Alexandre Cristiano Rosaneli, Doutorando em Administração pela FGV EAESP, CFO do Grupo Cesari S.A
Empresas familiares dominam a economia brasileira, representando aproximadamente 90% das organizações e respondendo por cerca de 65% do PIB nacional. Apesar dessa relevância econômica, elas frequentemente enfrentam desafios específicos relacionados à tomada de decisões financeiras. Esses desafios são frequentemente impulsionados por vieses cognitivos, que se originam de relações pessoais intensas e da cultura fortemente enraizada na tradição familiar.
Entre os vieses mais prevalentes nas decisões financeiras em empresas familiares estão o viés de confirmação, o excesso de confiança e o viés de representatividade. O viés de confirmação leva gestores a selecionar informações que reforçam suas crenças prévias, prejudicando a identificação objetiva de riscos e oportunidades. O excesso de confiança leva à superestimação das próprias capacidades, resultando em decisões arriscadas, especialmente relacionadas à sucessão empresarial. Já o viés de representatividade induz os líderes a generalizarem sucessos anteriores em contextos diferentes, muitas vezes desconsiderando variáveis específicas e relevantes.
Para enfrentar esses desafios, a implementação de data analytics torna-se uma ferramenta poderosa. Ao analisar grandes volumes de dados de desempenho organizacional, o data analytics reduz a subjetividade e melhora significativamente a qualidade e assertividade das decisões.
Empresas como Mars, Ferrero Group e Lego demonstraram benefícios concretos na redução de custos, aumento na eficiência operacional e melhoria significativa nos resultados financeiros por meio da adoção dessa tecnologia.
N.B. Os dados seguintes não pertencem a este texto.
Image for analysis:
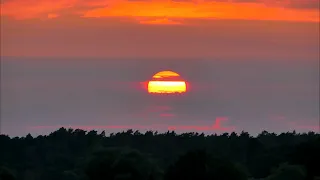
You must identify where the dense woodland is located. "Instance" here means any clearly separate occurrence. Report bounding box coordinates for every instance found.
[0,128,320,180]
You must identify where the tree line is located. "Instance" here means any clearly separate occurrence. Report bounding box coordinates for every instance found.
[0,128,320,180]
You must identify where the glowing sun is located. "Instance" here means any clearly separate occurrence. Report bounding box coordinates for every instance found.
[148,71,187,94]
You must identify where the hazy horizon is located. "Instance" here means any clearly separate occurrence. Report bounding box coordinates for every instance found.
[1,57,319,136]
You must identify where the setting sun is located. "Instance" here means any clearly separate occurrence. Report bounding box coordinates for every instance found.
[148,71,187,94]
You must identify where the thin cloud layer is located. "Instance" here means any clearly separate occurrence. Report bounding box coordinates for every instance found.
[1,0,319,24]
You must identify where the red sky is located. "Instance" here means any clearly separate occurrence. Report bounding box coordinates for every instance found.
[1,0,319,59]
[0,0,320,136]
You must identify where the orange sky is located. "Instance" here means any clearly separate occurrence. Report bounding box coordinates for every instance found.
[1,0,319,24]
[1,0,319,60]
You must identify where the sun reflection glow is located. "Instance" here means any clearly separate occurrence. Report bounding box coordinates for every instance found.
[148,71,187,94]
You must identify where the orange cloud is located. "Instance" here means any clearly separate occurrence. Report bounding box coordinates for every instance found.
[1,0,319,24]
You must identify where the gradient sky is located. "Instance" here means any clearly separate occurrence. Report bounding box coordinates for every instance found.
[1,0,320,135]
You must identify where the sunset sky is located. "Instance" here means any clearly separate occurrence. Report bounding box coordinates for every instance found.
[1,0,320,135]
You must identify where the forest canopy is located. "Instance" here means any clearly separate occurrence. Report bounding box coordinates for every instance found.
[0,128,320,180]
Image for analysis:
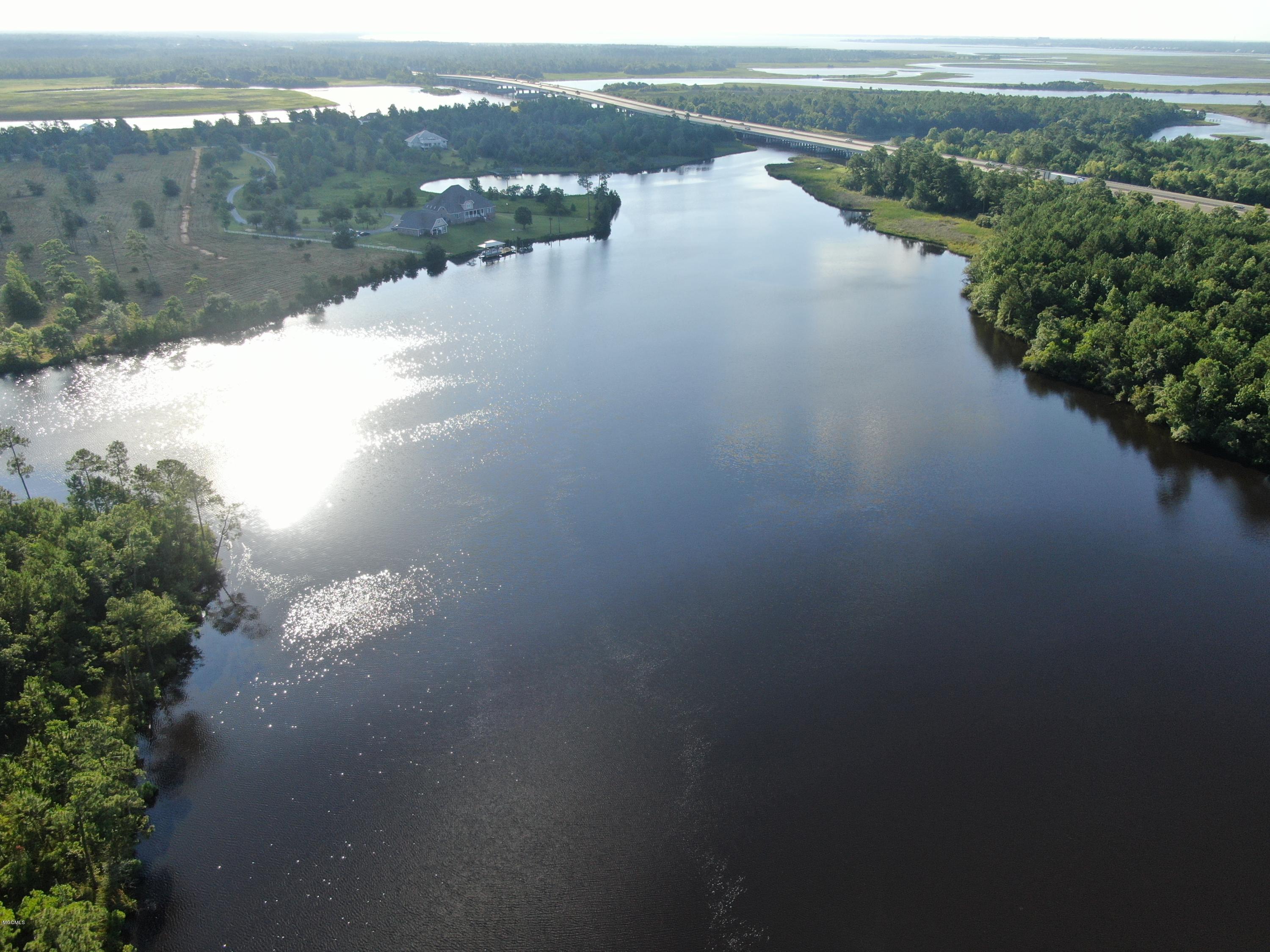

No entanto, a simples aplicação da tecnologia não basta para garantir decisões eficazes. O julgamento, parte essencial da tomada de decisões, é uma atribuição da liderança e deve ser feita com prudência. Conhecido na filosofia aristotélica como phronesis, a prudência do julgamento na tomada de decisão, é uma prática que não só incorpora as informações obtidas pelos dados, mas também considera contextos éticos e culturais específicos. A phronesis ajuda os líderes a refletirem sobre as decisões do desempenho organizacional, considerando tanto as particularidades do contexto empresarial familiar quanto os impactos sociais e morais das suas escolhas.
Empresas familiares como a Mars, SC Johnson e Ferrero demonstraram, na prática, como essa combinação é benéfica. Essas empresas utilizaram data analytics para otimizar cadeias de suprimentos, aumentar a precisão das previsões de demanda e compreender melhor os consumidores. O resultado foi significativo, com melhorias expressivas na eficiência operacional e aumento na rentabilidade. Esses casos exemplificam claramente os benefícios tangíveis da combinação de tecnologia com julgamento prudente, garantindo decisões informadas e equilibradas.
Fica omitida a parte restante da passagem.